Rose O'Doherty pictured in April 1965
Rose O'Doherty pictured in April 1965

The grandson of a founder of an annual Gaelic music celebration in Londonderry will unveil a blue plaque in her honour at her former home in the city later this week.

Cathal McCabe, retired head of music at RTE, will join the Ulster History Circle at the unveiling at 29 Francis Street, which was the home of his grandmother, music teacher Rose O’Doherty, who founded the Feis Doire Colmcille in 1922.

The unveiling will take place on Friday at 11.30am.

Rose O’Doherty (nee McCormick), who was born in Ferryquay Street, in 1879, the daughter of merchant, William Henry McCormick and his second wife, Mary Jane McLaughlin, was a very musical child.

In 1904 she married Londonderry merchant, Edward Henry O’Doherty and went to live in Upper Magazine Street where, in the drawing room of the house, she coached singers and pianists.

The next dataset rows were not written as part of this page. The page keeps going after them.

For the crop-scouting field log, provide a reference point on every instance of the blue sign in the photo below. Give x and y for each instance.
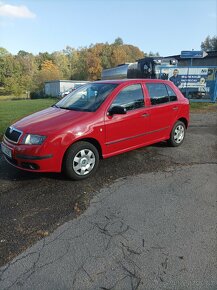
(193, 54)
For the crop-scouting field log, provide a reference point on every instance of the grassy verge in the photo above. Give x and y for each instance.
(11, 111)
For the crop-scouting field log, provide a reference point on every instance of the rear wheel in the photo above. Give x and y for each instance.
(177, 134)
(81, 160)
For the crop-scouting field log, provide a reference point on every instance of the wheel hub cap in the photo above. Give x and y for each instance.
(84, 162)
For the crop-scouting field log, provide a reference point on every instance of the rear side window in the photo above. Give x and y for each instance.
(160, 93)
(171, 94)
(131, 98)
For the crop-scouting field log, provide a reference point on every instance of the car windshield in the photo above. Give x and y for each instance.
(86, 98)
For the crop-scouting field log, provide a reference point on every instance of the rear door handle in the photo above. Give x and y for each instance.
(145, 115)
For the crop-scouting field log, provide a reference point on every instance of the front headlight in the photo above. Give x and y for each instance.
(31, 139)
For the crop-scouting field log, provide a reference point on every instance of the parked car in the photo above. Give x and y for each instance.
(98, 120)
(62, 95)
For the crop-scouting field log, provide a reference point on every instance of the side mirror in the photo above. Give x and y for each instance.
(117, 110)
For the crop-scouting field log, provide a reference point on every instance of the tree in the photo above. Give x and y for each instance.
(49, 71)
(209, 44)
(118, 41)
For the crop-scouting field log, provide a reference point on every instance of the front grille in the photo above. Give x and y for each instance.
(13, 134)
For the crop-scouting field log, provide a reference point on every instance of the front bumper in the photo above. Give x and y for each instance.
(36, 158)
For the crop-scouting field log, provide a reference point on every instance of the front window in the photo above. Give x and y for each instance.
(87, 98)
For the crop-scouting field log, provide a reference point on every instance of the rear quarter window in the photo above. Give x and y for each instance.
(160, 93)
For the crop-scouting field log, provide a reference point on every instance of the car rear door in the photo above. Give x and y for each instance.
(163, 110)
(126, 131)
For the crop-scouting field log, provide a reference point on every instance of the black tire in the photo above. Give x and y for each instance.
(177, 134)
(81, 160)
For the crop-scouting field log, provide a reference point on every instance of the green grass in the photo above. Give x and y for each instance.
(11, 111)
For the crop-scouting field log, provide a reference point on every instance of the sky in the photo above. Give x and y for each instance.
(163, 26)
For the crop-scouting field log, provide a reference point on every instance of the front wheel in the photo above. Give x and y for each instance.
(177, 134)
(81, 160)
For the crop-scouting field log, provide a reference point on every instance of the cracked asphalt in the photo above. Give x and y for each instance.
(146, 220)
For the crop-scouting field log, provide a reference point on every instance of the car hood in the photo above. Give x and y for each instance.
(51, 120)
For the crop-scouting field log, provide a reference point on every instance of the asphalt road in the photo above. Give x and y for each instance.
(150, 222)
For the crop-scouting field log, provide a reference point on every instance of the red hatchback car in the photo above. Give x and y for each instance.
(98, 120)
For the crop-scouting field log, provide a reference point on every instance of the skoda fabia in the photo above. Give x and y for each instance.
(98, 120)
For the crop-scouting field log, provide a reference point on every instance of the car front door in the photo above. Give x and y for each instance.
(163, 110)
(126, 131)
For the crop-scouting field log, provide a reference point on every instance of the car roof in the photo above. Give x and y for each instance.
(131, 81)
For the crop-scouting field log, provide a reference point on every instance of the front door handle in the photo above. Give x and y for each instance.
(145, 115)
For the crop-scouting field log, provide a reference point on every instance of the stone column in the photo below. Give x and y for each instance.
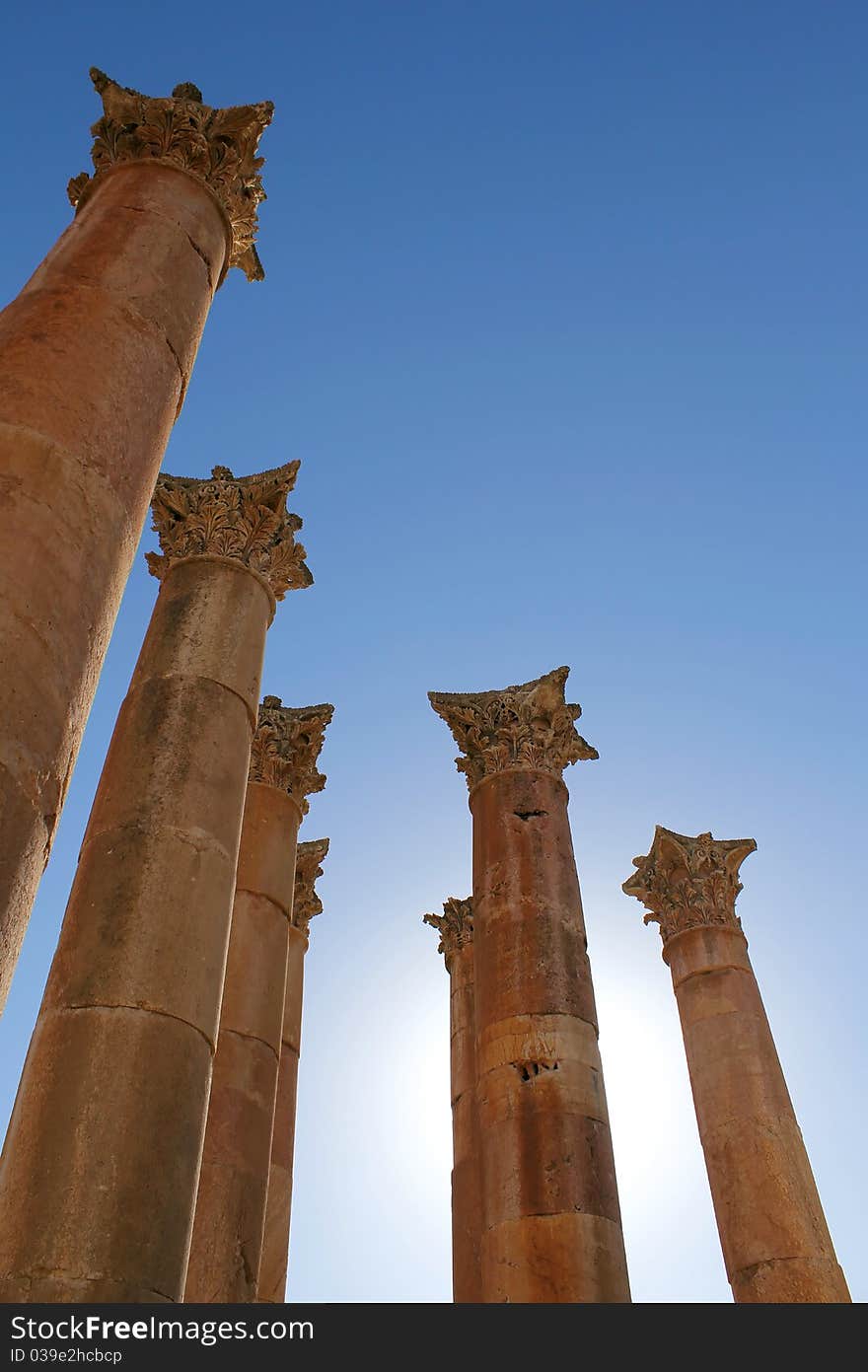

Following partition in May 1921, Rose O’Doherty and the Very Rev Father McGettigan decided to form a feis so that the Gaelic culture would not be lost.

In 1922, the first Feis Doire Colmcille opened. She continued her musical involvement in teaching and was resident organist at St Patrick’s Church in Pennyburn.

Every Easter at the Feis Doire Colmcille, Rose (wearing a new hat) accompanied the feis participants on piano, and on numerous occasions she could always be found at the piano for recitals, plays and concerts. She remained involved in the feis until she died in 1969.

Chris Spurr, chairman of the Ulster History Circle, said: “Mrs E H O’Doherty made her own unique mark on the musical history of the city when she helped found Feis Doire Colmcille nearly 100 years ago.”